Сквозь полузакрытые веки Алглав заметил, что вокруг него собралась оживленная любопытная толпа. Черные головы с вытянутыми мощными челюстями, которые сейчас казались свирепыми и кровожадными. Его жизнь зависела только от случая. Как бы он ни старался, его усилия все равно окажутся жалкими, ничтожными, бесполезными. Его смерть от руки лишь одного из этих гигантов заняла бы всего полминуты.
Внезапно его охватило сильное чувство, подмеченное еще Ливингстоном, когда тот оказался в когтях льва: такой сильный испуг, при котором уже перестаешь бояться и теряешь чувство опасности.
Он видел лесных людей, слышал, как они совещаются по его поводу, заметил, как несколько мускулистых рук протянулись к нему с явной угрозой, но вдруг наступила пауза. К нему приблизился лесной человек, казавшийся великаном среди великанов. Несколькими движениями он успокоил толпу и заговорил. Сразу же наступила тишина. Один из тех, кто тянул руки к пленнику, поднял его и понес на лужайку. Там его опустили на землю. Постепенно к Алглаву вернулась ясность рассудка, а вместе с ней и тревога по поводу того, что сейчас должно произойти.
Он заметил, что является предметом, вызывающим очень сильное любопытство. Никогда подобное существо не появлялось в лесу Киамо. Светлые волосы, бледное лицо, светло-серая одежда, каскетка с двойным козырьком — все это производило на горилл впечатление чего-то странного, чего-то таинственного, незнакомого, что еще никогда не появлялось в их лесных сумерках. Негры воспринимались как что-то близкое и знакомое. Те их когда-то победили, но не в их владениях и были для них соперниками чуть менее опасными, чем львы.
Но этот, кто он такой? Как он здесь оказался? Угрожает ли он безопасности их народа? Беспокойство появилось на грубых лицах антропоидов. Может быть, его надо принести в жертву?
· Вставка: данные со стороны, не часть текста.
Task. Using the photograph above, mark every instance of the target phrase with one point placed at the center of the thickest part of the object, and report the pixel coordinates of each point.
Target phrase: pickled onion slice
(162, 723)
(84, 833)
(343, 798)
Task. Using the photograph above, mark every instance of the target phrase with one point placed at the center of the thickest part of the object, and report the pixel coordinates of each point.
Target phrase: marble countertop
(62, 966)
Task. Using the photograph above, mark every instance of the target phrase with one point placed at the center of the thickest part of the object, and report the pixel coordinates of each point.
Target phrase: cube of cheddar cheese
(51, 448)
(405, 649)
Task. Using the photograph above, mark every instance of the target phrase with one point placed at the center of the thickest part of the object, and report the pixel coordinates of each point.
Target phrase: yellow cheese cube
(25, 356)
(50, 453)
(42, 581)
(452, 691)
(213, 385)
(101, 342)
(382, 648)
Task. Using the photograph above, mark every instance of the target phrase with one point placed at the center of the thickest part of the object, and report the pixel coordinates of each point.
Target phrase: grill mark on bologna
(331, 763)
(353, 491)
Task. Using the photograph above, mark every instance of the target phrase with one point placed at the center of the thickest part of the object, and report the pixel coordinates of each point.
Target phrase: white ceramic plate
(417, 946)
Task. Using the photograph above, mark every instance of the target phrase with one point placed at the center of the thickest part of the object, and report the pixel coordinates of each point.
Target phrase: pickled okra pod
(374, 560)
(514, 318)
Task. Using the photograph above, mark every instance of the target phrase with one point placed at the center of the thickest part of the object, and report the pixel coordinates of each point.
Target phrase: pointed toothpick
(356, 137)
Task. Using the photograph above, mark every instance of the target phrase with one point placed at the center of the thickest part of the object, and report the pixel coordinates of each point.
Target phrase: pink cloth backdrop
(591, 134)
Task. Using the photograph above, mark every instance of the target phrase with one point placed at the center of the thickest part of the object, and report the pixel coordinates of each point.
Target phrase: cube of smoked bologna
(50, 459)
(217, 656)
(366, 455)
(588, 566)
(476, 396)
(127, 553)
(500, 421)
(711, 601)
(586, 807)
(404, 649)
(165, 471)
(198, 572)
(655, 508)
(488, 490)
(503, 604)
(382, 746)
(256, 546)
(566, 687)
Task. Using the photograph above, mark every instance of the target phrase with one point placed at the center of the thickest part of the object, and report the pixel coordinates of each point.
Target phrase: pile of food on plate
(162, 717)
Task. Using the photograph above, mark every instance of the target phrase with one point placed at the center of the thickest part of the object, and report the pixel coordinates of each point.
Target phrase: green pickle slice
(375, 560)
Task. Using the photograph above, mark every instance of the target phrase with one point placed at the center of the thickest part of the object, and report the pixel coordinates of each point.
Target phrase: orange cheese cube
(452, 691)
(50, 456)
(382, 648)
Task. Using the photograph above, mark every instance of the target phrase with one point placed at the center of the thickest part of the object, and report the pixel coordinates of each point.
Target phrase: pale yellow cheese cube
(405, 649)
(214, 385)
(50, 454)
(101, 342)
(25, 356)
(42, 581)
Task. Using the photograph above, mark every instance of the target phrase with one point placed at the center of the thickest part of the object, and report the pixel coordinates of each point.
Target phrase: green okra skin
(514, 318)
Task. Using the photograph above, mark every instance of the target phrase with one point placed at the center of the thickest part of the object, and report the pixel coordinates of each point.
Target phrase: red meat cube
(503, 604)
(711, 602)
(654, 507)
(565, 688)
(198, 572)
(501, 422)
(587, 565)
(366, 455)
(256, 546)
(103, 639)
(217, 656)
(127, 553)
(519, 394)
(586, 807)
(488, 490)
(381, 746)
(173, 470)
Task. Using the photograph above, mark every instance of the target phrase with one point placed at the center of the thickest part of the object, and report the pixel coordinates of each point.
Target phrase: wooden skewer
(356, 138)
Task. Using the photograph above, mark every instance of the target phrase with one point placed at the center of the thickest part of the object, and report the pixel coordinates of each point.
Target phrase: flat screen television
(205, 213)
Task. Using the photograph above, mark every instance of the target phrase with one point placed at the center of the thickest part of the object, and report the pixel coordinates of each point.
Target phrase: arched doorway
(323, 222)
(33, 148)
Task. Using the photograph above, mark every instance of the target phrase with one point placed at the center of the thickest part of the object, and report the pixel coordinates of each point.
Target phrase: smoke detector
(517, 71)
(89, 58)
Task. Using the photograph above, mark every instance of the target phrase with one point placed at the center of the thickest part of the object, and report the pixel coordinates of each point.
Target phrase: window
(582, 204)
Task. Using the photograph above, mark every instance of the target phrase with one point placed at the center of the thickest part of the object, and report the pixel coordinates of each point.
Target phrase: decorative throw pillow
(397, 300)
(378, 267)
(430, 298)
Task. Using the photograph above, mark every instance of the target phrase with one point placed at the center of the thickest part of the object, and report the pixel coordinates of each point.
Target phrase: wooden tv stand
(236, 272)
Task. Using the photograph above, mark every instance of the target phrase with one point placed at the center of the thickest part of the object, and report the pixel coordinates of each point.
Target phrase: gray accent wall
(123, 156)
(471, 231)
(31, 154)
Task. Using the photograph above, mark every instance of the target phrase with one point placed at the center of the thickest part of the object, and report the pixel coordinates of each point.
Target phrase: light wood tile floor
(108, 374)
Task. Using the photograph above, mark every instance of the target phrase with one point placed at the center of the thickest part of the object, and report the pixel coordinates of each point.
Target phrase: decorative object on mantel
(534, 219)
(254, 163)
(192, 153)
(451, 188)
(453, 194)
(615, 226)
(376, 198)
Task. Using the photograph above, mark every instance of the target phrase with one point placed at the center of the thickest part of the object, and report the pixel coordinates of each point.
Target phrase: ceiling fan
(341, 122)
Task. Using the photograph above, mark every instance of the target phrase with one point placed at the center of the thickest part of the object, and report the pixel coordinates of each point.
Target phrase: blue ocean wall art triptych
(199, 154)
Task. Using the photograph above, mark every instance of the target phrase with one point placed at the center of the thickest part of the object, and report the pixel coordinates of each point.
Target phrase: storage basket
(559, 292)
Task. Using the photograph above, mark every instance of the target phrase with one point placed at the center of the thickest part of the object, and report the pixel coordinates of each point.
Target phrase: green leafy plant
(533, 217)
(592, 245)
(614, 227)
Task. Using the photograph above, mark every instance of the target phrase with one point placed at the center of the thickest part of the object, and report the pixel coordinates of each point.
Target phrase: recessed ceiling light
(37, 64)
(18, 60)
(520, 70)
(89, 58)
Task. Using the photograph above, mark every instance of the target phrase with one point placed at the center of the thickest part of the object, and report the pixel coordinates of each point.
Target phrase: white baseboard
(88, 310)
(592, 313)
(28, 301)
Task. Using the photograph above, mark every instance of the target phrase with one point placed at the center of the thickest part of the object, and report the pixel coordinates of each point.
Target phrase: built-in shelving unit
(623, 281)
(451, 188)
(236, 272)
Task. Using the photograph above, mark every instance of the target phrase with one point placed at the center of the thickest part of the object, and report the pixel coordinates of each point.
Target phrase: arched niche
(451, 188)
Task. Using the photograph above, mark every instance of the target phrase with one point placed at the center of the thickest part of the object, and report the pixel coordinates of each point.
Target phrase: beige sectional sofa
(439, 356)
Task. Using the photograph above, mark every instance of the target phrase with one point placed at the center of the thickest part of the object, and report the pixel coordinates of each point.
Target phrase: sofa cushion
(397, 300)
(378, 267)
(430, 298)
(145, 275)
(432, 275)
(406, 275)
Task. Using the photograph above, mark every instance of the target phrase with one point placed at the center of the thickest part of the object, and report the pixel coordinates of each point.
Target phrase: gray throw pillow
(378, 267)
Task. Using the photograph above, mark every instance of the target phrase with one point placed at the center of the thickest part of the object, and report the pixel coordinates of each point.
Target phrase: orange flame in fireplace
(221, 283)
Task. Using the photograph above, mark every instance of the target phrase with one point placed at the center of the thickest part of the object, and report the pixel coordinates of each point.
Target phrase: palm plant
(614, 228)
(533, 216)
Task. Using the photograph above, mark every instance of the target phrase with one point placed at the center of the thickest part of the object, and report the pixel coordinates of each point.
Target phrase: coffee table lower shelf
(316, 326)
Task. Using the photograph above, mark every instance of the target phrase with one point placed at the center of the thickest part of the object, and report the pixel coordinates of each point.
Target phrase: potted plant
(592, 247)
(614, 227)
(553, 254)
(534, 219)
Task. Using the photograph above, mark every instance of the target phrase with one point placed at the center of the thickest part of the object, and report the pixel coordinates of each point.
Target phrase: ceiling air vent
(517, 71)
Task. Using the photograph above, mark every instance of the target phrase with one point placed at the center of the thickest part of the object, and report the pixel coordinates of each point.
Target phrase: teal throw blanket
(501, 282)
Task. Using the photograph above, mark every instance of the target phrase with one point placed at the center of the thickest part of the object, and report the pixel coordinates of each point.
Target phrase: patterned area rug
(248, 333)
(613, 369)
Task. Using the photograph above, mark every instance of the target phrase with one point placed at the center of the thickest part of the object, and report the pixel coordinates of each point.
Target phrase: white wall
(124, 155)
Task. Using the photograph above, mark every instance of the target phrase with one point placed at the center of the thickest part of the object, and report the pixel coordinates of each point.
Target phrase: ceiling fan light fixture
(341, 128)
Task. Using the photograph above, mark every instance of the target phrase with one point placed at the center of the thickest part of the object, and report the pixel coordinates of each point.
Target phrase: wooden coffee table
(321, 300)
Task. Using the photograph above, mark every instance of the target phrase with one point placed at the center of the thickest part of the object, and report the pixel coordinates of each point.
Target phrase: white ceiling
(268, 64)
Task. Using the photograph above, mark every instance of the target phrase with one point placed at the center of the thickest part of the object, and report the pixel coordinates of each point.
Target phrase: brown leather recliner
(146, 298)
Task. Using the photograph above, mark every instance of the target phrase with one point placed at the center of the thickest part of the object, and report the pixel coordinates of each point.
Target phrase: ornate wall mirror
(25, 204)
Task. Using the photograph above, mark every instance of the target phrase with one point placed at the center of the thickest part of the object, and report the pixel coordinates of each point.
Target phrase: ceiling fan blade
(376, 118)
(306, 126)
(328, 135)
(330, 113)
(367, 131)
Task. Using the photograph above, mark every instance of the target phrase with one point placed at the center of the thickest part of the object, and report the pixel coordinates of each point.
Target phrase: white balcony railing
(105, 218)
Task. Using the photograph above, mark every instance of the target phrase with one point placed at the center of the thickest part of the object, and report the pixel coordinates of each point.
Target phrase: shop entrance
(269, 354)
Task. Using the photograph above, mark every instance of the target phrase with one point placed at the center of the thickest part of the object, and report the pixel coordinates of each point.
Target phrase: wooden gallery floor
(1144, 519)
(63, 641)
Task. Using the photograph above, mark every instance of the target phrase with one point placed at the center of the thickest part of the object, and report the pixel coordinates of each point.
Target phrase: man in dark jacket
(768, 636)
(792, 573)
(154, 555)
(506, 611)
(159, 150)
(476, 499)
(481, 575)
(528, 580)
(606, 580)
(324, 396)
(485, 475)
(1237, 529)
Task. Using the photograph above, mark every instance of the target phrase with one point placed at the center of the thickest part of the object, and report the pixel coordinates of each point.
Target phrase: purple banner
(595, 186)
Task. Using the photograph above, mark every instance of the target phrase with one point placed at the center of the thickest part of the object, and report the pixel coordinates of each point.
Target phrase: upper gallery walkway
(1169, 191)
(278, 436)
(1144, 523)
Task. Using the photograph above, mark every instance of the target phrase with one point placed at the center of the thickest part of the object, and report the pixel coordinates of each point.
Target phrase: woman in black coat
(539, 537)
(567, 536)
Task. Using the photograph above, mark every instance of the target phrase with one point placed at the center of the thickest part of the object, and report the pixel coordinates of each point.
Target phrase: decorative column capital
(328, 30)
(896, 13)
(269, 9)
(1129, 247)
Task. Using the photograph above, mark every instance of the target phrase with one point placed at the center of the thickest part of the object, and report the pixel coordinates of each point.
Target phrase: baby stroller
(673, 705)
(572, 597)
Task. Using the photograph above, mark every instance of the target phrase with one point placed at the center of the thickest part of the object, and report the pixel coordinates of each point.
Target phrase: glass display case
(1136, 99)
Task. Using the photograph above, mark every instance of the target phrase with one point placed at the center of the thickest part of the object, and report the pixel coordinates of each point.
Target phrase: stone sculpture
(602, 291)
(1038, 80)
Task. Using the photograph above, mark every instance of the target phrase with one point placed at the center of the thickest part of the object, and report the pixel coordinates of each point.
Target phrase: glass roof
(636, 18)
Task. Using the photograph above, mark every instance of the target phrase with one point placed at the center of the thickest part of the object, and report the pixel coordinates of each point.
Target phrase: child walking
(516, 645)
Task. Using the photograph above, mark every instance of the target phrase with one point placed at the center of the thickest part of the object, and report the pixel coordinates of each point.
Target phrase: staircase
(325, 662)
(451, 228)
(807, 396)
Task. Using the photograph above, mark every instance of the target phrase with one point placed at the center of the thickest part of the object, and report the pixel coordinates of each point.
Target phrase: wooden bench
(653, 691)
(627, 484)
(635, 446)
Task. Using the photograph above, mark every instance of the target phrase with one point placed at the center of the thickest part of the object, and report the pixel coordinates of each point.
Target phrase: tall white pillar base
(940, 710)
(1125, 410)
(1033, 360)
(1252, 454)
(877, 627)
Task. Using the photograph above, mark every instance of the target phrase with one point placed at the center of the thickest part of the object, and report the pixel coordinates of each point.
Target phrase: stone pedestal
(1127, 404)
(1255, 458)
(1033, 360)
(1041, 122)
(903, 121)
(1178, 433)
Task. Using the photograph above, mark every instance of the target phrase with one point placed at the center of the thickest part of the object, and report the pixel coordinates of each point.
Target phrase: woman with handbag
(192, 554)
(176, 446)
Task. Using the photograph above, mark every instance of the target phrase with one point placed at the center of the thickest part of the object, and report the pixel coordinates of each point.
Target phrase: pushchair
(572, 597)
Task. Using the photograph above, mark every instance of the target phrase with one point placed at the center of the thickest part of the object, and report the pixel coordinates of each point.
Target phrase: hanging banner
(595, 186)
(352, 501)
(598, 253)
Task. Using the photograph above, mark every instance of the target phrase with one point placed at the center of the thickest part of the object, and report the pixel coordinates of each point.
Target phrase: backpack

Убить его, с презрением прогнать или оставить у себя в рабстве?
Эти вопросы поднимались и, наверняка, каждое мнение было подкреплено множеством аргументов. По крайней мере, Алглав считал, что все происходит именно таким образом.
Наконец к нему приблизился лесной человек, который, казалось, хотел дать волю своей свирепости. Алглав это почувствовал особенно сильно. Закрыв глаза, он ждал. Но удара не последовало. Того, кто ему угрожал, отогнали свои же соплеменники. Открыв глаза, натуралист понял, что, судя по поведению окружающих, его жизнь пока что вне опасности. Его снова удалили с поляны и растянули на земле между корнями под охраной двух антропоидов, спутав лианами как веревками.
Издалека он услышал, что совет продолжается. Алглав ощущал неуверенность в благополучном исходе, глубокую грусть и даже сожаление, что впутался в это темное дело. Его любопытство ученого никуда не делось, особенно в сочетании с упорством в заблуждениях, которое во все времена было свойственно увлеченным исследователям.
IVЭто было утром. По небу разлилась сияющая заря, утренняя звезда засверкала на небесном своде, а затем настал день. Лес, казалось, закончился, но это была всего лишь иллюзия. Широкая река, которая протянулась до самого горизонта, пересекает Киамо, но не является его границей. Она продолжает вдали эту великую растительную жизнь. Можно видеть, как по берегам дремлют чудовищные крокодилы, как высоко над речным простором парят гигантские грифы, гиппопотамы тяжело плещутся в зеленоватой воде. Другая жизнь — более замкнутая, паразитическая, скрытая, роскошная, прекрасная, зловещая и радостная угадывалась среди этого растительного изобилия.